No “Frotinha” de Parangaba, morreu o jovem Julian de Sousa Cavalcante, 22, que era membro da bateria da TUF (Torcida Uniformizada do Fortaleza). Ali também deram entrada dois policiais militares feridos por pedradas e bombas caseiras.

Furiosos e perigosos

Nas ruas, viaturas da PM e da Autarquia Municipal de Trânsito (AMC) foram apedrejadas. Nos terminais do Siqueira, Lagoa e Parangaba, a população se viu refém dos vândalos, enquanto a PM e a Guarda Municipal tentavam conter a ação furiosa dos “torcedores”.

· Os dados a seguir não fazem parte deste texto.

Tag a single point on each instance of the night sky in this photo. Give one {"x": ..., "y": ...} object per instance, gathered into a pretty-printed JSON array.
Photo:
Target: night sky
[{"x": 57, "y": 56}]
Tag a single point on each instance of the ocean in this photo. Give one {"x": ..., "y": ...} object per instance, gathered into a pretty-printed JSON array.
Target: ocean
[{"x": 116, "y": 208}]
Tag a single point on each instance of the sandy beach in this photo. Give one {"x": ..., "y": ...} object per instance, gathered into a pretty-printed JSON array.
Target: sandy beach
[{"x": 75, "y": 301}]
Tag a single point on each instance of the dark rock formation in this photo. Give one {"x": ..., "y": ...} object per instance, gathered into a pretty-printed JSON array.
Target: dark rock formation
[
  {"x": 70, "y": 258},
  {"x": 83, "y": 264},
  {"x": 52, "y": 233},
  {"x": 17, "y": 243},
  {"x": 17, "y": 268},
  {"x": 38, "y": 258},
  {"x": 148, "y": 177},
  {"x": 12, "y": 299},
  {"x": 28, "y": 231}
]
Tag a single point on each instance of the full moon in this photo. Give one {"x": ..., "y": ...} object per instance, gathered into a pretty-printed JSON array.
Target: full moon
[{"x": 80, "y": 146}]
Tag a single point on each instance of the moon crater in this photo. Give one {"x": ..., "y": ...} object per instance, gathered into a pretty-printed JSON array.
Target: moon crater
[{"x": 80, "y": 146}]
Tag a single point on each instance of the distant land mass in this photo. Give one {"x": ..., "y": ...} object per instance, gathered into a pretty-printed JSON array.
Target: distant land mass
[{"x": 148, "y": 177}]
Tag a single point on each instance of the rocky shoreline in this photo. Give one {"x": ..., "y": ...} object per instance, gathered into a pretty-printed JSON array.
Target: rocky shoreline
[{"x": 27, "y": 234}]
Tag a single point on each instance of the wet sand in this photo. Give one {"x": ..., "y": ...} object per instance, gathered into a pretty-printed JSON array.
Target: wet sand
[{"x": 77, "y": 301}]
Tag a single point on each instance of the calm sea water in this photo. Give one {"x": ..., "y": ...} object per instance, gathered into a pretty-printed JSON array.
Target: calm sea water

Já no fim da noite do domingo, a Secretaria de Segurança Pública e Defesa Social emitiu uma nota oficial sobre os incidentes informando que apenas 13 procedimentos foram registrados pelas polícias Civil e Militar, entre eles, a prisão de um homem por crimes de incitação à violência e porte de explosivos, além de extravios de documentos.

Enquanto a SSPDS tentava amenizar as conseqüências da baderna nas ruas, nas redes sociais imagens postadas mostravam o que realmente aconteceu, uma verdadeira guerrilha urbana.